Reporters sans frontières demande qu'une enquête soit diligentée depuis la Commission interaméricaine des droits de l'homme (CIDH), après qu'un nouveau scandale d'écoutes téléphoniques visant des journalistes, des magistrats et des personnalités politiques d'opposition, a été révélé par l'hebdomadaire Semana dans son édition du 21 février 2009. Les dénégations du président Alvaro Uribe et la “purge” annoncée au sein du Département administratif de sécurité (DAS, service de renseignements) ne sauraient éluder la question de l'objectif et de l'usage de ces enregistrements, estime l'organisation.

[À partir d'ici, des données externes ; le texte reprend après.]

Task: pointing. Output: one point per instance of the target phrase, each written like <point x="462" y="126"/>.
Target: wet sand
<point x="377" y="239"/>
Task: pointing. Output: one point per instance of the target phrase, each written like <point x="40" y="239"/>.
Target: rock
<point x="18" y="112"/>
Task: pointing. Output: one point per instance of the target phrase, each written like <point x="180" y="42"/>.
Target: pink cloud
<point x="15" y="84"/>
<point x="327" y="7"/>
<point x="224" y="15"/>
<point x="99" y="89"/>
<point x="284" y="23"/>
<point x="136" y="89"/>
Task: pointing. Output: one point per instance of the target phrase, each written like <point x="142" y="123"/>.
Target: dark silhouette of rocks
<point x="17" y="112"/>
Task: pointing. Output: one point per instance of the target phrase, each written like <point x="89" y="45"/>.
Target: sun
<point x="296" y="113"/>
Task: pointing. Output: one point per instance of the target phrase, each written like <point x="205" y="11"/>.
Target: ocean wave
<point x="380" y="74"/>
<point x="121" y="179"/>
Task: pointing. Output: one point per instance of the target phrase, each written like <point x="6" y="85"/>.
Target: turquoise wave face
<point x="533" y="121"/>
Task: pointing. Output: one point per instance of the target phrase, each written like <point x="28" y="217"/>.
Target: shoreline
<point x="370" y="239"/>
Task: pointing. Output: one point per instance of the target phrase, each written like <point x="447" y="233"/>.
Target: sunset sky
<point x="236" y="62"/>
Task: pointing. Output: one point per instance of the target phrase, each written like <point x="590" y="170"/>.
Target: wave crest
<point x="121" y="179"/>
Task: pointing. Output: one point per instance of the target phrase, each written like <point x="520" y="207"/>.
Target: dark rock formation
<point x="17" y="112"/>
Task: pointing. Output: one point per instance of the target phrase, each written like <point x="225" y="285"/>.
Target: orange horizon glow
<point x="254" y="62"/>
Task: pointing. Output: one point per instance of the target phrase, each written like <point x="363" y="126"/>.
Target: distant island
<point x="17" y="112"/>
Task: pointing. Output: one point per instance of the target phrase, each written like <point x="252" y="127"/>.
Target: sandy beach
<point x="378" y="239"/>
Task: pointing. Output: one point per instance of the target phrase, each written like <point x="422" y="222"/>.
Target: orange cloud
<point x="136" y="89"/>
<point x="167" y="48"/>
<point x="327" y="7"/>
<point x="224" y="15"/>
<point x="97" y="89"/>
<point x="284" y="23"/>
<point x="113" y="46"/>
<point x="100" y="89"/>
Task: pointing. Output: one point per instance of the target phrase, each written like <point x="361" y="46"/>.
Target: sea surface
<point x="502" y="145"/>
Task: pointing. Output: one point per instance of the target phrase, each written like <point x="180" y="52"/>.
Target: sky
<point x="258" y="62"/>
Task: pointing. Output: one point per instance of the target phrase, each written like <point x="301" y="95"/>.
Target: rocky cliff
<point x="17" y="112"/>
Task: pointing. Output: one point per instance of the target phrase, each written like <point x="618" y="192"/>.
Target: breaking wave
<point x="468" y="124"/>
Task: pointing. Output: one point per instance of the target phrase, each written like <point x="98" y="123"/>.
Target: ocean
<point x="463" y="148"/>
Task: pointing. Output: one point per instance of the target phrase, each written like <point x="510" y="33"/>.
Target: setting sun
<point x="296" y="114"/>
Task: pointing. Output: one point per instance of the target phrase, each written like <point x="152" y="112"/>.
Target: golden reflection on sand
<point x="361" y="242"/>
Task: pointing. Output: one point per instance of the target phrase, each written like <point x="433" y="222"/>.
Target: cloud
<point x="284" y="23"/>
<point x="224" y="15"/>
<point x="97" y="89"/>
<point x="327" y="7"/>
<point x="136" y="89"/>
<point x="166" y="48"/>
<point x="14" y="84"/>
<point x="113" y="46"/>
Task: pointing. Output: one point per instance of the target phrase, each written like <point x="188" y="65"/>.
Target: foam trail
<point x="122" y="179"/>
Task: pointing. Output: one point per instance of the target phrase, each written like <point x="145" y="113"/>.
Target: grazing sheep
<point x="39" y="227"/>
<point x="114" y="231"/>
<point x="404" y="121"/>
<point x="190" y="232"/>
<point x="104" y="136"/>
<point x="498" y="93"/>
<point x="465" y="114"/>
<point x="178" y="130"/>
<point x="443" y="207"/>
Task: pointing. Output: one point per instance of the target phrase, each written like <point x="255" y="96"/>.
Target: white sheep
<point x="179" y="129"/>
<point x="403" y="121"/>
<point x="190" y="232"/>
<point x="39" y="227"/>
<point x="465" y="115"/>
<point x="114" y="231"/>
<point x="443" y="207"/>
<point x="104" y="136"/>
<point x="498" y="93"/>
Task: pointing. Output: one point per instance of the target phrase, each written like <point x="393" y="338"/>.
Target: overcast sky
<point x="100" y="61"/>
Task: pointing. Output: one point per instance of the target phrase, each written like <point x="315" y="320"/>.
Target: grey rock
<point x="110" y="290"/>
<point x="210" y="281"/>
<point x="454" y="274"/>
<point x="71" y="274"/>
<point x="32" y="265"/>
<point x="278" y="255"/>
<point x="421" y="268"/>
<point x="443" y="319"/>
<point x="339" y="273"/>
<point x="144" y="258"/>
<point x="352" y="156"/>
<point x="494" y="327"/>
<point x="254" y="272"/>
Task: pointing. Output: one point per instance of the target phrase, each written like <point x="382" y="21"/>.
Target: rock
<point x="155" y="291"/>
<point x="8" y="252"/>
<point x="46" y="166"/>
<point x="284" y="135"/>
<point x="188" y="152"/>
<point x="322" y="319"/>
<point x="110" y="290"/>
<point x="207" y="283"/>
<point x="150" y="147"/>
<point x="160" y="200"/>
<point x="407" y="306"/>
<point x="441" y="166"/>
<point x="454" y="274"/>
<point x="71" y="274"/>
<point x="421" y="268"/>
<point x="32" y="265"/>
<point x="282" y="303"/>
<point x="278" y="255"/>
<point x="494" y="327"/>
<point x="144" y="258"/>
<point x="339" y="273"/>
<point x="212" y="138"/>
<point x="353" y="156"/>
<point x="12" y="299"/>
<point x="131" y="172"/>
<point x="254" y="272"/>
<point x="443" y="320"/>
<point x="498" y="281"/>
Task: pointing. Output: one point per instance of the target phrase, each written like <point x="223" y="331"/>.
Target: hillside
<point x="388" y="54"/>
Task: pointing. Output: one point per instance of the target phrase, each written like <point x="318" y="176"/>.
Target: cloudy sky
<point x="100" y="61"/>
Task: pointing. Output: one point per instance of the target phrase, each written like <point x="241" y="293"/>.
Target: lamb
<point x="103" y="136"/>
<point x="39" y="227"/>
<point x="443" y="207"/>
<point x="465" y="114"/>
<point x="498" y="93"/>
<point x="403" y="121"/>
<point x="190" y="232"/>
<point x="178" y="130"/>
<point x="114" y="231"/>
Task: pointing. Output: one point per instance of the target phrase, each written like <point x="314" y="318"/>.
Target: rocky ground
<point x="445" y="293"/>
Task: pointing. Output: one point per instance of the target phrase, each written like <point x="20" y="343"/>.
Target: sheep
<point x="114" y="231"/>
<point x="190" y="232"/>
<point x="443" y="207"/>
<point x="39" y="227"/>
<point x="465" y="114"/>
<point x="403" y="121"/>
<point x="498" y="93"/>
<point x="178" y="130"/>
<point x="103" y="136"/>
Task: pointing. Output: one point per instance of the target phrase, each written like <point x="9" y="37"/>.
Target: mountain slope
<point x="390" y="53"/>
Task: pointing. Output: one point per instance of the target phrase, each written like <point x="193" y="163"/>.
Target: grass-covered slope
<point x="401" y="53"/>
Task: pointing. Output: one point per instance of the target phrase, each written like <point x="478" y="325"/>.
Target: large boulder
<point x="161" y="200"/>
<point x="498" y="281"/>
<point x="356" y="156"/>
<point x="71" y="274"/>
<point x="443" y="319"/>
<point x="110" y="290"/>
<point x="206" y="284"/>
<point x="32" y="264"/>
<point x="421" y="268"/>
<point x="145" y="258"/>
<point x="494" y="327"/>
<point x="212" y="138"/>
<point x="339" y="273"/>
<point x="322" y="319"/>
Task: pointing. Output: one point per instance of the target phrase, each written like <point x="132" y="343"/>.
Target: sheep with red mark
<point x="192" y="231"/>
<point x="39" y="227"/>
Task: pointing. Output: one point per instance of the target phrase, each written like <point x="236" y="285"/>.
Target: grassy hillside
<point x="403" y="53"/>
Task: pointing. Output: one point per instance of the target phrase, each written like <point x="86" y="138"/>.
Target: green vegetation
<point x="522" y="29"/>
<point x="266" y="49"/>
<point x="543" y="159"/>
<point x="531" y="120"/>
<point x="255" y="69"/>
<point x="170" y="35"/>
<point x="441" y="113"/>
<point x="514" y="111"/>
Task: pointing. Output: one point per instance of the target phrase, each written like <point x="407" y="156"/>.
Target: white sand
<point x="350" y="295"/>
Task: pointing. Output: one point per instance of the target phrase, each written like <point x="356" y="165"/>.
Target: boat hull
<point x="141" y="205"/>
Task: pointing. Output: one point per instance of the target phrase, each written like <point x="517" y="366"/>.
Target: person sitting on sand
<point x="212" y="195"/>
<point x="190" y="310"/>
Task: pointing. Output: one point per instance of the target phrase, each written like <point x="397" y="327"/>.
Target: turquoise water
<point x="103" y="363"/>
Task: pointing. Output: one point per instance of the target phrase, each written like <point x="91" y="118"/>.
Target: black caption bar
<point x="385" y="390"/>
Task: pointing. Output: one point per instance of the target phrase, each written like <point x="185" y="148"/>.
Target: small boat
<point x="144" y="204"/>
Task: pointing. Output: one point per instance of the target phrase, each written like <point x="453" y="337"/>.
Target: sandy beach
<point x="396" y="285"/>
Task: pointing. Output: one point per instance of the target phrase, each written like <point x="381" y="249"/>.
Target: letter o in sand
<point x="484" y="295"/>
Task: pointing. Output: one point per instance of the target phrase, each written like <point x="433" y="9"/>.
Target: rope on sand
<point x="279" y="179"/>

“Ce scandale n'est pas le premier du genre et nous constatons, une fois encore, que certains journalistes mentionnés dans cette nouvelle affaire sont réputés pour leurs critiques vis-à-vis de du gouvernement, parfois stigmatisés par le Président lui-même, et souvent victimes de menaces. Le scandale est d'autant plus grand que le contenu de certaines écoutes aurait été porté à la connaissance de paramilitaires, de narcotrafiquants, et même de guérilleros. Ces pratiques mettent clairement en danger les journalistes et leurs sources. La question est désormais posée : ou la présidence de la République a ordonné elle-même ces écoutes au DAS, qui dépend directement d'elle, ou le DAS a échappé à son contrôle, ce qui n'excuse rien. Dans les deux hypothèses, une enquête au niveau interaméricain se justifie pleinement, la partialité des autorités colombiennes étant ici évidente”, a déclaré Reporters sans frontières.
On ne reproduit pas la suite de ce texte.